Instead of focusing on data, structuring it and integrating it into unified processes, users of CAD – (BIM-) systems are forced to work with a fragmented set of proprietary solutions, each dictating its own rules of the game:
- The unified database, discussed in the first BIM Whitepaper, has remained a myth. Despite loud claims, access to data is still limited and distributed among closed systems.
- BIM -models have become a closed ecosystem rather than a tool. Instead of transparent information exchange, users are forced to pay for subscriptions and use proprietary APIs.
- Data belongs to vendors, not users. Project information is locked in proprietary formats or cloud services rather than available in open and independent formats.
Design engineers and project managers often do not have access to the database of CAD -systems, nor to the format in which their own project data is stored. This makes it impossible to quickly verify information or formulate requirements for data structure and quality (Fig. 6.1-3). Access to such data requires a whole set of specialized programs linked through APIs and plug-ins, which leads to excessive bureaucratization of processes in the construction industry.
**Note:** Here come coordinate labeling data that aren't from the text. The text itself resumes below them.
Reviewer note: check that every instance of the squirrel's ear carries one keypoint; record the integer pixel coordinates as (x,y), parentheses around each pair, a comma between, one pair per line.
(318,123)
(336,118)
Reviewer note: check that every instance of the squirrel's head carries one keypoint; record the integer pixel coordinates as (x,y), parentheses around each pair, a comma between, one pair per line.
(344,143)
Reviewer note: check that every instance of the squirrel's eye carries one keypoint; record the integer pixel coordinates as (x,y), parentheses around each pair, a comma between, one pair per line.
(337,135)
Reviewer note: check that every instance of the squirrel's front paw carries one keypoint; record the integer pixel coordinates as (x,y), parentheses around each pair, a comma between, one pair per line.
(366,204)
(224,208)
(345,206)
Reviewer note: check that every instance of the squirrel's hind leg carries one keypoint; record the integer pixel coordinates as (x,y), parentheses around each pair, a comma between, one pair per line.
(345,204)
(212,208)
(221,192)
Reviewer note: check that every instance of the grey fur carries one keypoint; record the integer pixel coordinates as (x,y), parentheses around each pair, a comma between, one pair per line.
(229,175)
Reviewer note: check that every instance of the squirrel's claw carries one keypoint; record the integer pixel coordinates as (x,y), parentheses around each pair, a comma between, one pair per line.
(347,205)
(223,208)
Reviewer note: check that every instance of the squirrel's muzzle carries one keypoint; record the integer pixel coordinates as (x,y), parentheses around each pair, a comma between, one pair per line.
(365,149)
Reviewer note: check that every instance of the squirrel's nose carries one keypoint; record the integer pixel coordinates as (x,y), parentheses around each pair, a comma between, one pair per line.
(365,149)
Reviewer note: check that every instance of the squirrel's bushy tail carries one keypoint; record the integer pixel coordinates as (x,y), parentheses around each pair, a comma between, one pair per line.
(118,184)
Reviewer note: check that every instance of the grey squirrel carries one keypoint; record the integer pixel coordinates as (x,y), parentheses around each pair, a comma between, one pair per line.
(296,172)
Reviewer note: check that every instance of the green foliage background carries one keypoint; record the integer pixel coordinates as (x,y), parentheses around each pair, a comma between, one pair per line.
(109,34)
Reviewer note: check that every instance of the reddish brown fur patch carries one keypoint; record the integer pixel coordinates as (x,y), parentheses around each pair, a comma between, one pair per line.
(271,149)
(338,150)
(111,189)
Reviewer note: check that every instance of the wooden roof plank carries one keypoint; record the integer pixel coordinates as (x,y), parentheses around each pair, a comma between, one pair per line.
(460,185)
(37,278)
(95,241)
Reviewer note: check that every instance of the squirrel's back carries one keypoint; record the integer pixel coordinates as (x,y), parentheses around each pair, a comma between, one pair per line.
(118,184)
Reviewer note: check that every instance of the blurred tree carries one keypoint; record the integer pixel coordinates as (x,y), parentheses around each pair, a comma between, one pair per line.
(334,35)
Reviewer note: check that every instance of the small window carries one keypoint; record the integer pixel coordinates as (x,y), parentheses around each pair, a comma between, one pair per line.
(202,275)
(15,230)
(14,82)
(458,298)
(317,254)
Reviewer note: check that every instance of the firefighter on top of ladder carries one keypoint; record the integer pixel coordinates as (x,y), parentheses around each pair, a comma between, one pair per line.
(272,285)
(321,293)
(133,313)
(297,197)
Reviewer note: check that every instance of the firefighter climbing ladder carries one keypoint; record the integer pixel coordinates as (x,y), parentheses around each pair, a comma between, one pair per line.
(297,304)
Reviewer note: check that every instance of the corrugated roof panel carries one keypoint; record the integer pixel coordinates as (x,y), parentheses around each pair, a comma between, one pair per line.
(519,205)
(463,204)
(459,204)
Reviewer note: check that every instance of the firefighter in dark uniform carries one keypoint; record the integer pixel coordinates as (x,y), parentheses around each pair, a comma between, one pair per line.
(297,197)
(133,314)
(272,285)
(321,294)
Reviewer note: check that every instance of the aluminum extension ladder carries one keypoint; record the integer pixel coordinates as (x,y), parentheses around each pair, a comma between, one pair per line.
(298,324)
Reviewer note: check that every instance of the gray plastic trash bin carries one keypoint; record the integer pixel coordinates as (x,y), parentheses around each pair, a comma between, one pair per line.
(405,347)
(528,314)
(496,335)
Meanwhile, these data are simultaneously used by dozens of information systems and hundreds of specialists.
We need to be able to manage all this data [CAD (BIM)] store it digitally and sell lifecycle and process management software, because for every engineer [designer] who creates something [in a CAD program], there are ten people who work with that data” (Naval Center for Cost Analysis Air Force Cost Analysis Agency, “Software Development Cost Estimating Handbook,” 1 September 2008).
– CEO of CAD – the vendor that created the BIM concept, 2005.

When it becomes obvious that BIM is more a means of commercializing databases rather than a full-fledged database management tool, a logical question arises: how to regain control over the data? The answer is to use open data structures where the user, not the software vendor, becomes the owner of the information.
Users and solution developers in the construction industry, like their counterparts in other industries, will inevitably move away from the vague software vendor terminology that has dominated the last 30 years, focusing on the key aspects of digitalization – “data” and “processes.”
Back in the late 1980s, the key area of digital development in construction was envisioned as a matter of data access and project information management. Over time, however, the focus has shifted. Instead of developing transparent and accessible approaches to working with data, the IFC format and the open BIM concept were actively promoted as attempts to divert the attention of specialists from the topics of project database management.